Daría lo que fuese por volver a tener la oportunidad de entristecerte, de que volvieras a ser mi yegüita para poder colocarte anteojeras, amarrarte y sentarte en frente a un televisor para que vieses una película que te enseñase a querer, a mimar tu cerebro, a hablar solo cuando fuera necesario. En resumidas cuentas, de encerrarte sola en un cuarto, sin otra compañía mas que los recuerdos aquellos de cuando yo aún vivía y te escupía en la boca.
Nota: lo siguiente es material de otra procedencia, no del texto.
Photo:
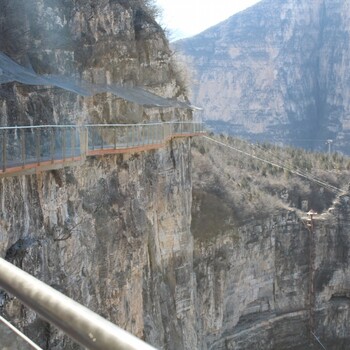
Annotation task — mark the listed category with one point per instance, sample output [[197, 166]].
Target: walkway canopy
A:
[[10, 71]]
Pero como ya no es posible, no me queda de otra que sincerarme contigo por medio de estas palabritas que aquí escribo, en el escritorio de la nostalgia y la sabiduría al que solo se puede acceder cuando se es un cadáver con esperanzas. Ojala y estas granadas que aquí te lanzo puedan hacerte entender que la vida solo será vida cuando no la trates como tal, cuando decidas remangarte la ropa cara que se que aún te sigues comprando y decidas saltar al vacío sin miedo a que tus uñas o tu cabello se ensucien o dañen, como la vez aquella cuando te llevé a la charla de literatura sobre Flannery O’Connor en New York y a la salida te dio por darme puños en el pecho, mientras gritabas que esa iba a ser la última vez que irías conmigo a un sitio donde lo único que pululaban eran personas que se habían sentado a escribir sin antes haberse puesto de pie para vivir la vida, adhiriendo, también, que las faldas que esa gringa campesina y parroquial se ponía eran horrendas.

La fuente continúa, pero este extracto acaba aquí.